Google Play Store
App Store
Semra Kardeşoğlu

Semra Kardeşoğlu

semrakardesoglu@birgun.net

Çalışan Gazeteciler Günü’nde ayağında prangayla evden yayın yapmak zorunda bırakılan Özlem Gürses “Sanırım hepimiz ayağımıza, kolumuza sanal ya da gerçek kelepçe takılmadan ne yaşadığımızı tam olarak anlayamayacağız” diyor.

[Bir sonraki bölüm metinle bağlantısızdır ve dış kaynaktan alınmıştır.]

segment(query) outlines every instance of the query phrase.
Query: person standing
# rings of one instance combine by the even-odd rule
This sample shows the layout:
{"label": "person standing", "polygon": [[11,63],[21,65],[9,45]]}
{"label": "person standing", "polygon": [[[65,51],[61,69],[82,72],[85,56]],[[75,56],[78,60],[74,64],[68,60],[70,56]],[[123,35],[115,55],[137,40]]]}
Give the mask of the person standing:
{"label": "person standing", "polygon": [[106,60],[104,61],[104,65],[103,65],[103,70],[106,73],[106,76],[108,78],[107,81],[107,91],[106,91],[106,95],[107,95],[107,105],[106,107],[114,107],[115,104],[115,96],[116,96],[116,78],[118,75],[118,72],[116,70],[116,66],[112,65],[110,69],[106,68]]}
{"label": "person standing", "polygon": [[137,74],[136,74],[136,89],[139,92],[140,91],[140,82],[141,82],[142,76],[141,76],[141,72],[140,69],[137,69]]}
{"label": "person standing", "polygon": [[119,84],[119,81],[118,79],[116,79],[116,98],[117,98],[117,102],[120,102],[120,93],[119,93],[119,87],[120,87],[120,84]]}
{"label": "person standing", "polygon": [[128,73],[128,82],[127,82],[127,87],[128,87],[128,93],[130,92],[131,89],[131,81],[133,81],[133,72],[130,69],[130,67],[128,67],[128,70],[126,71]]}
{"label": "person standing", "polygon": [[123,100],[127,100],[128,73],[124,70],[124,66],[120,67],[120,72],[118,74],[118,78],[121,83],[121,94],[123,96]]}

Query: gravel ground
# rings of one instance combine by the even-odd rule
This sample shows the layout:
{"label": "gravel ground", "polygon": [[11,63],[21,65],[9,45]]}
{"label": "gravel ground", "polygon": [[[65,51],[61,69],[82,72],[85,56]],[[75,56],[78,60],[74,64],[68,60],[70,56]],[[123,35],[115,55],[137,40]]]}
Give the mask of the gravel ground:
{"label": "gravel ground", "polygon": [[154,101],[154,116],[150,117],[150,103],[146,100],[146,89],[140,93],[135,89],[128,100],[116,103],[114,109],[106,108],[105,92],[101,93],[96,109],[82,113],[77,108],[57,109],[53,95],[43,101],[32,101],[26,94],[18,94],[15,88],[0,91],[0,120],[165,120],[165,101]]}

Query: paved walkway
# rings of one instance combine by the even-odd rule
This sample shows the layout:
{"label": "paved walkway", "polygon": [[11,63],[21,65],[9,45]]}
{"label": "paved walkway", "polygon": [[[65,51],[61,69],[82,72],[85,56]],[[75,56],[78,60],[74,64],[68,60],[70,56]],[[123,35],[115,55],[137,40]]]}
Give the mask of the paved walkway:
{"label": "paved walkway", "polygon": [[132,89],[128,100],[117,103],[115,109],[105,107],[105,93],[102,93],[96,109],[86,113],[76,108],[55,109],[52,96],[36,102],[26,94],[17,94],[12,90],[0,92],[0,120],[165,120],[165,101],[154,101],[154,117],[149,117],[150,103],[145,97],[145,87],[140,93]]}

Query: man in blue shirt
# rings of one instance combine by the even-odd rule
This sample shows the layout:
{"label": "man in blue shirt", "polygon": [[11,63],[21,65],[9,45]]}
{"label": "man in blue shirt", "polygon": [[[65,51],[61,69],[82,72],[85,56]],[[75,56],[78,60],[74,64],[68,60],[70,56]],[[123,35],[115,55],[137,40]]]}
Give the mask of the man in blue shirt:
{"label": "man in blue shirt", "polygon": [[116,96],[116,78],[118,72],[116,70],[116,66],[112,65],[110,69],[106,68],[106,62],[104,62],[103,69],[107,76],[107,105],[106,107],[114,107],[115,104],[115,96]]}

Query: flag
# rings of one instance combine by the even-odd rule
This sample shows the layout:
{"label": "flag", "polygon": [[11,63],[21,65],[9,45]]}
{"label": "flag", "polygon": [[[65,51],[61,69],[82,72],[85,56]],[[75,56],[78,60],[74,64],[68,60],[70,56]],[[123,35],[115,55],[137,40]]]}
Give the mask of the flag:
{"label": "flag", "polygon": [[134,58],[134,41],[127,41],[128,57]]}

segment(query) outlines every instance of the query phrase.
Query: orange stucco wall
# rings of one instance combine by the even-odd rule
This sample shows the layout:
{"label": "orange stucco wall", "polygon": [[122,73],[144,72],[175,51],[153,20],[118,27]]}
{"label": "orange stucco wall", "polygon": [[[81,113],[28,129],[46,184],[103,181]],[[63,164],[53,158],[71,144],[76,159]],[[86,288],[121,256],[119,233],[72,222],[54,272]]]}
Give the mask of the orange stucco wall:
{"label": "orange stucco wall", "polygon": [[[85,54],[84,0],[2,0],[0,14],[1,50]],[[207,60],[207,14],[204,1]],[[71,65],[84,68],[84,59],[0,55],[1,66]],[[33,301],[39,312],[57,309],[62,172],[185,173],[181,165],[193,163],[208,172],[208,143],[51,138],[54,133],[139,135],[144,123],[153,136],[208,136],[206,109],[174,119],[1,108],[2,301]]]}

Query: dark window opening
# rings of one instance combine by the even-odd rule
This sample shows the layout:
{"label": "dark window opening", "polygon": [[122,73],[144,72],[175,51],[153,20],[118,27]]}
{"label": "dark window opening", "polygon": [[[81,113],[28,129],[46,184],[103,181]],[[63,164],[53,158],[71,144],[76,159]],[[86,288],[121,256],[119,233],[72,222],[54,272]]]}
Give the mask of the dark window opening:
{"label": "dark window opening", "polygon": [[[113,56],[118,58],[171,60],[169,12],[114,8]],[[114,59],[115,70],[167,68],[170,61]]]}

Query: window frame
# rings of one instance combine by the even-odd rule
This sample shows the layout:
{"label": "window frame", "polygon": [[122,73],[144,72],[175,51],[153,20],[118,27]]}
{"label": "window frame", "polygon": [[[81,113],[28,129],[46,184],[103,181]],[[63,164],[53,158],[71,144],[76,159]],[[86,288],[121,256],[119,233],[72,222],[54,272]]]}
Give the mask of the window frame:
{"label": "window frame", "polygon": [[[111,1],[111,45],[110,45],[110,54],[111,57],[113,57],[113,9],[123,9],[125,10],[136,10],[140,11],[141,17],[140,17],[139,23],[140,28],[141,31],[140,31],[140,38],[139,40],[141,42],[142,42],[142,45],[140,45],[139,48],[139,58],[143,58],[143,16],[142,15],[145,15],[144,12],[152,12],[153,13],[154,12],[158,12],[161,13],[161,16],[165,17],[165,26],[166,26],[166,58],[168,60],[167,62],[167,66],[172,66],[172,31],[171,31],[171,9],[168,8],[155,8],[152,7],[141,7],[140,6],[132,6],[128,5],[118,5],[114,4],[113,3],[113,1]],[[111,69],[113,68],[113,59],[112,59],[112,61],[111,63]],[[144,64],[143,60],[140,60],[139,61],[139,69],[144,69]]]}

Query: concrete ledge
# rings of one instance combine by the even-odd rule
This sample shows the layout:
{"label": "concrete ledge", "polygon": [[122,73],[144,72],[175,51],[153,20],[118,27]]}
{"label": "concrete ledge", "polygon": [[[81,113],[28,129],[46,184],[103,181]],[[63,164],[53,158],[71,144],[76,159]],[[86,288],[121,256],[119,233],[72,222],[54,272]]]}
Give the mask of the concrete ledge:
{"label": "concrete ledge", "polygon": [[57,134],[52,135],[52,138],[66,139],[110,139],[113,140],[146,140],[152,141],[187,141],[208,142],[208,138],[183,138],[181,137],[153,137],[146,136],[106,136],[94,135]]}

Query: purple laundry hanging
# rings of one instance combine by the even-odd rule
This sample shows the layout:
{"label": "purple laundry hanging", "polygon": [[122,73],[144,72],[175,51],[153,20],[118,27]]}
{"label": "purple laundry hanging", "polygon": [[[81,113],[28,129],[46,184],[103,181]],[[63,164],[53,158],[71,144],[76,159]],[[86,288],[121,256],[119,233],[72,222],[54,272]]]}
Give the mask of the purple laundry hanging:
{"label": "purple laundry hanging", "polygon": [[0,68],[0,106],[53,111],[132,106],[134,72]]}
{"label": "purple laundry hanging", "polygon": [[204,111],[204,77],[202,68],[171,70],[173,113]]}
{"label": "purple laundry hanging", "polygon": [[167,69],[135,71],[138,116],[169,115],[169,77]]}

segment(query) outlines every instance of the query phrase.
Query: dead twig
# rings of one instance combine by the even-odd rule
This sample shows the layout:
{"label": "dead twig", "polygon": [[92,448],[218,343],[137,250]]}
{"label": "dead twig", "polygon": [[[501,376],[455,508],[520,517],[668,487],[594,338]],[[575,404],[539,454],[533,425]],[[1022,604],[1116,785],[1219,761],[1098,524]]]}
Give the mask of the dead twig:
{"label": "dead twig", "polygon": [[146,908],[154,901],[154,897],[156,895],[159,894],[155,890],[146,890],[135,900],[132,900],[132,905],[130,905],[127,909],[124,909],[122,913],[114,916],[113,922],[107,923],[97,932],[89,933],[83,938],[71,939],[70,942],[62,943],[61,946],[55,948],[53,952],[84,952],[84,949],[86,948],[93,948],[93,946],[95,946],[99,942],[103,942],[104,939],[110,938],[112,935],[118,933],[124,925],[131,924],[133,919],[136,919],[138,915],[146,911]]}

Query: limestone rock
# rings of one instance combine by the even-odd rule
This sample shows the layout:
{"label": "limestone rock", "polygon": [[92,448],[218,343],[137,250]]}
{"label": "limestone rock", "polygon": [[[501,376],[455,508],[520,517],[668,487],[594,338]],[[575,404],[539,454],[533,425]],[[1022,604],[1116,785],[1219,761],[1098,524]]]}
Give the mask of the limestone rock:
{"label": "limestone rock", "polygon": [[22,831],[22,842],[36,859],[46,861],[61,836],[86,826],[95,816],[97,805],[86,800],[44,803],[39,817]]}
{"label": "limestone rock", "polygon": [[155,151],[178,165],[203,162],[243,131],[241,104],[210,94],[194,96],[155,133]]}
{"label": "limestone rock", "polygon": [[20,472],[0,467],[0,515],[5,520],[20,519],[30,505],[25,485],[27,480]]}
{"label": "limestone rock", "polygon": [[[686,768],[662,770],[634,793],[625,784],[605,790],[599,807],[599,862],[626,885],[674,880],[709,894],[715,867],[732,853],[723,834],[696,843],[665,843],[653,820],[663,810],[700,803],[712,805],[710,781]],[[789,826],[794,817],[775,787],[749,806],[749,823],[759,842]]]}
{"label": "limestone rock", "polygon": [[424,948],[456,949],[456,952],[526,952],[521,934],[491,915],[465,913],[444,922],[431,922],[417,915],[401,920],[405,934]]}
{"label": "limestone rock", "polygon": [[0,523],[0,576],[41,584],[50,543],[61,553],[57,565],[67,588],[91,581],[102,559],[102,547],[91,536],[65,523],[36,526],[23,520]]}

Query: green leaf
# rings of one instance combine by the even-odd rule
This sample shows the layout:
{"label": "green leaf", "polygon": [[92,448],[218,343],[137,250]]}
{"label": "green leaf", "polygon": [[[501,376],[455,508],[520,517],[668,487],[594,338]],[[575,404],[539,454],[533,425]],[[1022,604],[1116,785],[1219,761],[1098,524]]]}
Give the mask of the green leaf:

Özlem Gürses: Gördüğüm destek kelepçeyi unutturdu

Yılın ilk ayı ocak, bizim mesleğin en karanlık ayıdır. Katledilen gazetecileri peş peşe andığımız ay. 8 Ocak’ta polis tarafından dövülerek öldürülen Metin Göktepe anması ile başlayan ay, 19 Ocak’ta Hrant Dink’in gazete önünde öldürüldüğü yerde anmasıyla sürer. 24 Ocak’ta ise Uğur Mumcu... Bu karanlık ayda bir de 10 Ocak var: Çalışan Gazeteciler Günü. Ne var ki uzun yıllardır ortada kutlanacak bir durum yok. Milyonlarca yurttaş gibi gazetecilerin de payına düşen ölüm, gözaltı, tutuklama, dava. Tüm bunların yanında açlık sınırı civarında maaşla yaşama çabası. Tüm bunlar olurken bir de ev hapsine mahkum edilen bir gazeteci evden canlı yayın yapmak zorunda kaldı. Sözcü TV’de her sabah Para Politika programını yapan Özlem Gürses’in kapısını çaldım. Sordum yanıtladı.

Çalışan Gazeteciler Günü’ne ‘evden çalışarak’ giriyorsunuz. Zorunlu olarak ‘evden canlı’ formatında. Bunun başka bir örneği var mı?

Çalışan Gazeteciler Günü’nde bir türlü normal bir çalışma olmadı. Son 6 senenin 4 senesinde 10 Ocağa ‘Çalışmayan gazeteci’ olarak girdim. Uzun bir aranın ardında çalışarak karşılıyorum ama bu kez ev hapsindeyim. Ya çalışmıyorsun, çalışıp işini yapsan tutuklanıyorsun, kelepçeleniyorsun hakkında soruşturma başlatılıyor. Hiçbir şey olmasa lince uğruyorsun, o olmasa dm'den hakaret yiyorsun. Normal bir gazetecilik iklimini kaybedeli bir 20 sene oldu herhalde.  Her şeyin çok anormal olduğu bir saçmalığın ortasındayız.  Evden canlı yayın benim bulduğum bir format değil. Önemli bir televizyoncu olan Özgür Çakmakçı buldu.

Bu iş benim başıma geldiğinde soruşturma bitene kadar Sözcü TV ile ilişiğimi kesmek istedim. Yönetim “Tam tersi biz yayınlara aynı şekilde evinden devam edeceğiz” dedi.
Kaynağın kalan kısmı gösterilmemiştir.